أَكْمَلُ الْمُؤْمِنِينَ إِيمَانًا أَحْسَنُهُمْ خُلُقًا

“Orang yang beriman yang paling sempurna keimanannya adalah orang yang paling baik akhlaknya.”

Dan ini juga menunjukkan bahwasanya sangat erat antara hubungan aqidah dengan akhlak. Kalau seseorang sempurna keimanannya, maka dia akan semakin baik akhlaknya.

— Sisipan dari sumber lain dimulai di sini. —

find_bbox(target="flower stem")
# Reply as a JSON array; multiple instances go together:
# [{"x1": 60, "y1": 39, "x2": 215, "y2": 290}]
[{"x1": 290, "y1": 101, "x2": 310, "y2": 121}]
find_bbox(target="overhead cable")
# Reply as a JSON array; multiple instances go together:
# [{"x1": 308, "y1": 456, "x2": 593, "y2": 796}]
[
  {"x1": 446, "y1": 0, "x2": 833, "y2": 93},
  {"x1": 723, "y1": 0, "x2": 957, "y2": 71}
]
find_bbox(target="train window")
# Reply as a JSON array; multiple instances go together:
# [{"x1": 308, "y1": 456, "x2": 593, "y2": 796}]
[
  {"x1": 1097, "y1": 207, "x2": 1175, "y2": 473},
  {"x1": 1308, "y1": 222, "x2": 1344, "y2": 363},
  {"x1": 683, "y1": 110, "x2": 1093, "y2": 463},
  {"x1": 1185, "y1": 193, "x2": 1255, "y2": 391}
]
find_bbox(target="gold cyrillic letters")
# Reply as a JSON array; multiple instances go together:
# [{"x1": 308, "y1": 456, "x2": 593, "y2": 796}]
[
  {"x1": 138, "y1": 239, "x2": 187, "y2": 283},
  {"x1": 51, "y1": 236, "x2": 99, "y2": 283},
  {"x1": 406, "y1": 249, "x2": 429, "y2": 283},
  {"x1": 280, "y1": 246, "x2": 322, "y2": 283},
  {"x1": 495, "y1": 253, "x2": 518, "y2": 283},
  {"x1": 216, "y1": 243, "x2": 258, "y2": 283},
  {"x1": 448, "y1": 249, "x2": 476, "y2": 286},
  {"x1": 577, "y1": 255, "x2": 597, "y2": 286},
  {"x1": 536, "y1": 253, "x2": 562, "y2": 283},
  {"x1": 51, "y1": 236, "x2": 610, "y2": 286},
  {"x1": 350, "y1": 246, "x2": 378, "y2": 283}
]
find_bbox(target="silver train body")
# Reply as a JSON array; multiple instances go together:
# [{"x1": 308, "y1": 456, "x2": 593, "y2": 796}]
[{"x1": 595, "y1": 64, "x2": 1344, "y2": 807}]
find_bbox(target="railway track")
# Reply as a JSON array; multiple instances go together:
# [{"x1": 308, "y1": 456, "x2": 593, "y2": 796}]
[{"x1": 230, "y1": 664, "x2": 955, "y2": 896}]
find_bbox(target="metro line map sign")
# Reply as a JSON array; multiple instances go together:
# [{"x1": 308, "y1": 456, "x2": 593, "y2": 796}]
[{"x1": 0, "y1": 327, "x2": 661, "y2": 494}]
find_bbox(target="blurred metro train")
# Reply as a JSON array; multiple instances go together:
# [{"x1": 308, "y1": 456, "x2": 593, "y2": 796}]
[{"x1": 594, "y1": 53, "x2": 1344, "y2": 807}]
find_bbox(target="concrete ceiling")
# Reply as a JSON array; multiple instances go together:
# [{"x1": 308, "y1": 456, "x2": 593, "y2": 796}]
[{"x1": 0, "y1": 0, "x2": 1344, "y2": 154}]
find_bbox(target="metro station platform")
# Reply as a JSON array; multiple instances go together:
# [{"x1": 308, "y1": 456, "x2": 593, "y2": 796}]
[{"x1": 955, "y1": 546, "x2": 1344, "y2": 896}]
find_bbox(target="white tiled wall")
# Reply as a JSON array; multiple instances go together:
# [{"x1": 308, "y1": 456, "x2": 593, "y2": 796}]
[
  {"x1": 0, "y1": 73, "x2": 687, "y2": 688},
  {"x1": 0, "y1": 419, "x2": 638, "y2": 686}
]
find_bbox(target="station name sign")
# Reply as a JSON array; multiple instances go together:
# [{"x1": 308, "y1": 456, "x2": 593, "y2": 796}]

Dan semakin rendah keimanannya, maka akan semakin jelek akhlaknya.

Mereka Ahlus Sunnah wal Jamā’ah,

وَيَنْدُبُونَ إِلَى أَنْ تَصِلَ مَنْ قَطَعَكَ

Ayo, kita yang merasa dirinya Ahlus Sunnah wal Jamā’ah, lihat bagaimana beliau mensifati Ahlus Sunnah wal Jamā’ah.

وَيَنْدُبُونَ

Mereka menyuruh orang lain, yaitu mengajak orang lain, untuk menyambung orang yang memutusnya.

أَنْ تَصِلَ مَنْ قَطَعَكَ

“Mereka menyuruh untuk menyambung orang yang memutus.”

Meskipun mereka memutus persaudaraan dengan dirimu, menganggap kamu bukan saudaranya dan seterusnya, Ahlus Sunnah mengajak mereka untuk menyambung tali silaturahim.

Betapa banyak ketika kita ditanya atau yang lainnya ditanya tetang terjadi permasalahan antara saya dengan kakak saya, antara saya dengan adik saya dan seterusnya, kemudian dijawab oleh para asatidzah bahwasanya kita harus menjaga tali silaturahim di antara kita, dan kalau memang kita bisa memaafkan, kita maafkan.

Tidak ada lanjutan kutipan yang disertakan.